A mechanism of nitric oxide-induced surfactant dysfunction.
Hallman, Mikko, Kristina Bry, and Urpo Lappalainen.
Division of Neonatal Medicine, Department of Pediatrics, University
of California, Irvine, California 92717
APStracts 3:0082A, 1996.
Inhaled nitric oxide (NO) may modify surfactant either by interacting
with the surfactant complex or by changing the capacity of the
proteins of the epithelial lining fluid to inhibit the surface
activity. Natural surfactant was exposed to NO (80 ppm) in air in
vitro while the gas-liquid surface was cycled. In the presence or
absence of oxidants (Fe++, xanthine, xanthine oxidase), surfactant
exposed to NO retained the high surface activity significantly better
than control surfactants exposed to air. Two surfactant inhibitors,
hemoglobin (Hb) and albumin, were separately exposed to NO. In
contrast to albumin, NO-exposed Hb and methemoglobin (16 to 125
[mu]g/ml) decreased the surface activity at low surfactant
concentrations, whereas native Hb had no effect.
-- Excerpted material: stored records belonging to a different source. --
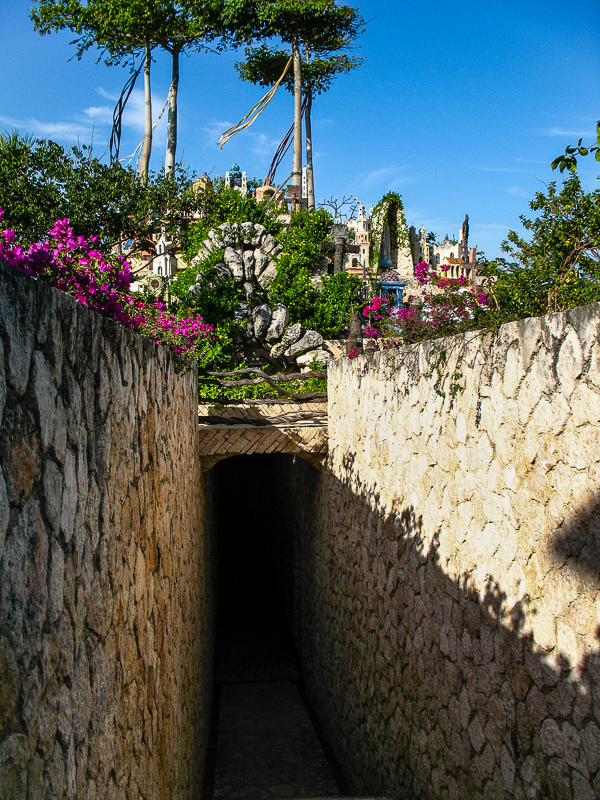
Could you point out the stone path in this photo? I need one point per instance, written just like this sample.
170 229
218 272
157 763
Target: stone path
267 747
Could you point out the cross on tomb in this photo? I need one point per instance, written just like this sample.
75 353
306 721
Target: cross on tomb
339 247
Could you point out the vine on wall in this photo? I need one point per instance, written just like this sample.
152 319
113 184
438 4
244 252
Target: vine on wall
397 223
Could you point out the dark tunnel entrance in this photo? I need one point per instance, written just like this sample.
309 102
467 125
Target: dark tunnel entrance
265 741
255 568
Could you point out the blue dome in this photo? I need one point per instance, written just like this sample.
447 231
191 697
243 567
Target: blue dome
388 277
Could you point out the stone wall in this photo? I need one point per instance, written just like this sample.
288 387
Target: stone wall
449 591
105 649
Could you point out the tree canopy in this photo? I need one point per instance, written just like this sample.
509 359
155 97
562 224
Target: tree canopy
40 181
123 29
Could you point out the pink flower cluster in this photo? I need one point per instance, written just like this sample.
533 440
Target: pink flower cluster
77 267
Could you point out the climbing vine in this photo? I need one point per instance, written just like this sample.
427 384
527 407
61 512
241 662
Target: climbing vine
398 230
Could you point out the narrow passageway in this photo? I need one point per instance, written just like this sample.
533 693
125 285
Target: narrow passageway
265 746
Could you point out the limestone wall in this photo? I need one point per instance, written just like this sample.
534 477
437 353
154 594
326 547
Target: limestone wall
104 641
450 592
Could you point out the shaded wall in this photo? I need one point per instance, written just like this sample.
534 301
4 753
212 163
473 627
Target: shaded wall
449 585
105 649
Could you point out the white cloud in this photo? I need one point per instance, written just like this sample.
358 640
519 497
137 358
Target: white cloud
378 176
102 114
576 134
517 191
500 169
263 145
70 131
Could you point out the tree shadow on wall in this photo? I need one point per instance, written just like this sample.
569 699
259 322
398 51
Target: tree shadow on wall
432 688
576 543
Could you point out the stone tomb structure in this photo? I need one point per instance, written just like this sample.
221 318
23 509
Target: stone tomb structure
442 566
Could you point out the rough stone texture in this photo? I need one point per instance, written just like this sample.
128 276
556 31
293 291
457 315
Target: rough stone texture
449 592
235 263
310 341
261 317
267 275
279 319
105 649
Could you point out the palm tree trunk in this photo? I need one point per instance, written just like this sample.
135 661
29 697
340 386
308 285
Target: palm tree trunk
147 144
172 114
310 178
297 161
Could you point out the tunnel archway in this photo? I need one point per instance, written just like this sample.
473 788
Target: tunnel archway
255 521
264 733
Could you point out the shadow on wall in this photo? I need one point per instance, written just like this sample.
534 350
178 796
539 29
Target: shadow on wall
430 688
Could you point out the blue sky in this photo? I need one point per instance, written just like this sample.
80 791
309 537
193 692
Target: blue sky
460 107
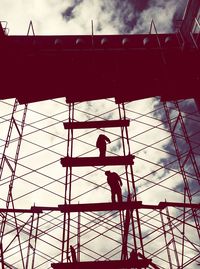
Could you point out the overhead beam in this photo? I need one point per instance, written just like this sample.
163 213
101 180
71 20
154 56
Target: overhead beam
188 22
97 161
96 124
100 207
115 264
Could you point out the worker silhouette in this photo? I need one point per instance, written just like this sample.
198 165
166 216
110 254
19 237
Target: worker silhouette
115 183
73 254
102 140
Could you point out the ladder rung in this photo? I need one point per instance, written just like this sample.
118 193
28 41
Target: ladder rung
97 161
99 206
96 124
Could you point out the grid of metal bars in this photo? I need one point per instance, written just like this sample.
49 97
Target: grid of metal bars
40 179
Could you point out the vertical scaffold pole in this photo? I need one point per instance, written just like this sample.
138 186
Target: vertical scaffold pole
18 125
68 181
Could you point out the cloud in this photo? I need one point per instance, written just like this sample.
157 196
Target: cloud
74 16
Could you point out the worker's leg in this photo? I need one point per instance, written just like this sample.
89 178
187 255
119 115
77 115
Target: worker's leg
113 196
102 151
119 195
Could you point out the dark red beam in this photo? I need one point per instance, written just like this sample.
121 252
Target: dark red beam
35 68
96 124
100 207
117 264
97 161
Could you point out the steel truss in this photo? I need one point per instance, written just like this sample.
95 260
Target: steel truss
77 211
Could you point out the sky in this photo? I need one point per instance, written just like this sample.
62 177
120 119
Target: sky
40 178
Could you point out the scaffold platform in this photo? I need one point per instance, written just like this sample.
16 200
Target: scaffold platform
97 161
115 264
96 124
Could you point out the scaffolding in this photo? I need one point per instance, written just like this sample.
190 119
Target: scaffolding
56 208
73 207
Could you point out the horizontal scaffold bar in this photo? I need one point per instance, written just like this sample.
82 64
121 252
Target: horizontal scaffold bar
115 264
99 207
96 124
97 161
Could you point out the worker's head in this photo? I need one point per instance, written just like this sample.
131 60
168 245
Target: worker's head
107 173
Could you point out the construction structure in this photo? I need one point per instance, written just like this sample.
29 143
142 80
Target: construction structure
56 210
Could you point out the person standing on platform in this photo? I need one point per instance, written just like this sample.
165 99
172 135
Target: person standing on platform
102 140
115 183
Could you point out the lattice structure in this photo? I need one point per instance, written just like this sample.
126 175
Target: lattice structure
36 232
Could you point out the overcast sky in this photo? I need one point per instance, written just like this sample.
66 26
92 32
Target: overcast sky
74 16
40 177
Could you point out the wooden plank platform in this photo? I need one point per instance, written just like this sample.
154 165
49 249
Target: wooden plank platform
115 264
99 206
97 161
96 124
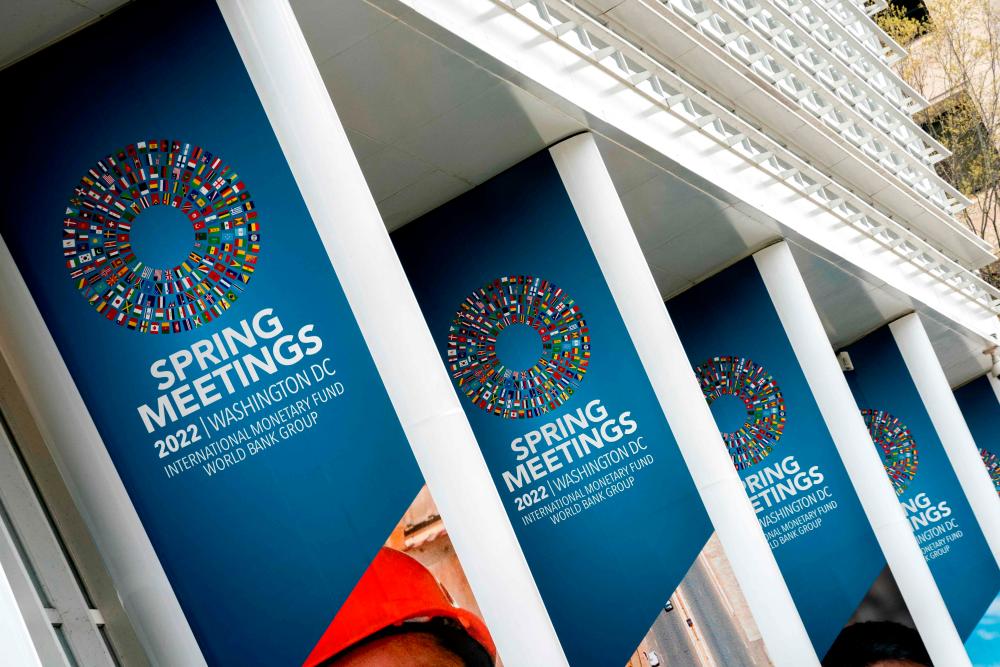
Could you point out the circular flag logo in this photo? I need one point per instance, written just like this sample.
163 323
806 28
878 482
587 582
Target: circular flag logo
199 193
992 462
765 407
543 342
895 445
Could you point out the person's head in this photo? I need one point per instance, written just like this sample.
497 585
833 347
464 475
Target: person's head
435 643
877 644
398 614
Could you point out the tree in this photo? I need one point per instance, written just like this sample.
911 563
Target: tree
954 62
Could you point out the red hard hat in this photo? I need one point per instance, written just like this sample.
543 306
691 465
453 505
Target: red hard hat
394 589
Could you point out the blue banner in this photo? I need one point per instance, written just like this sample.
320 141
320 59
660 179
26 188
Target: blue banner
926 484
159 230
569 426
781 447
981 409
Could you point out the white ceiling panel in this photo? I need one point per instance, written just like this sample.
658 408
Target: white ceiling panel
29 25
355 21
489 133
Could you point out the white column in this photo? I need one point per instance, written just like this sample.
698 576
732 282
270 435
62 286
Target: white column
15 641
314 142
627 273
936 394
84 463
854 444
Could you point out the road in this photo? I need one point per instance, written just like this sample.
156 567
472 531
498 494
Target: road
723 642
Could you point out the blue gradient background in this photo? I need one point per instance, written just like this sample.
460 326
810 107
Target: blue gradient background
967 575
605 573
731 314
262 555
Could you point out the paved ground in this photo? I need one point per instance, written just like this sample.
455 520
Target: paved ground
720 635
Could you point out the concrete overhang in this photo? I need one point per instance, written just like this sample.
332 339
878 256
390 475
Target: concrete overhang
430 116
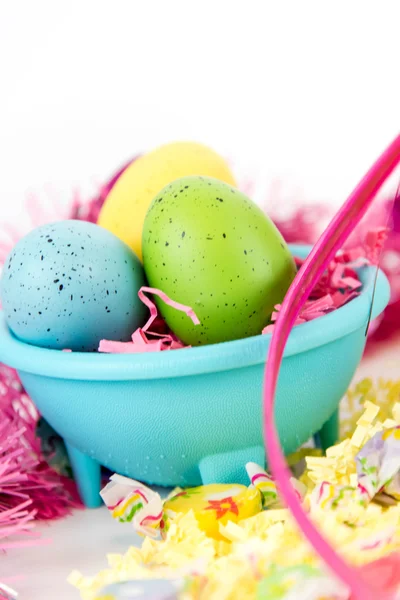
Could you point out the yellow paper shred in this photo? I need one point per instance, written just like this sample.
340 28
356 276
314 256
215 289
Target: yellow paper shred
231 569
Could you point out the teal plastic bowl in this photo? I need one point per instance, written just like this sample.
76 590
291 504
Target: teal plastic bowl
193 416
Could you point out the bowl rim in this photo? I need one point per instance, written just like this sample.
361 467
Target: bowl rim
200 360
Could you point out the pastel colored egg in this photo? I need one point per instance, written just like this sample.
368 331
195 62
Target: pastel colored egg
129 198
208 246
216 504
70 284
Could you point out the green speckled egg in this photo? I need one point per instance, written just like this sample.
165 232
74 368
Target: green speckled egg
207 245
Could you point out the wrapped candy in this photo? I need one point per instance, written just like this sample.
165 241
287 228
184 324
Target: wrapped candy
265 555
213 505
156 589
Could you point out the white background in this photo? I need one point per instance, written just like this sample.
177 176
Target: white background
305 91
308 92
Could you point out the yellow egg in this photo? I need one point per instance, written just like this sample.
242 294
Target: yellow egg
126 205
Surfactant recovered
by sedimentation after exposure to methemoglobin had decreased
surface activity, and contained methemoglobin, whereas Hb did not
bind to surfactant. Acidic phospholipid phosphatidylglycerol
increased the binding of methemoglobin to surfactant. The
methemoglobin-induced decrease in surface activity was elicited in
the presence of surfactant proteins, including a peptide mimicking
surfactant protein B. Methemoglobin (but not Hb) added to a low dose
of exogenous surfactant decreased the efficacy of surfactant to
improve the lung compliance of premature rabbits. We propose that
inhaled NO promotes the surface activity of surfactant during tidal
ventilation and that in high permeability lung edema and surfactant
deficiency, inhaled NO increases the inhibition of surface activity
by converting Hb to methemoglobin in the alveolar space.
Received 11 April 1995; accepted in final form 17 January 1996.
APS Manuscript Number A398-5.
Article publication pending Journal of Applied Physiology.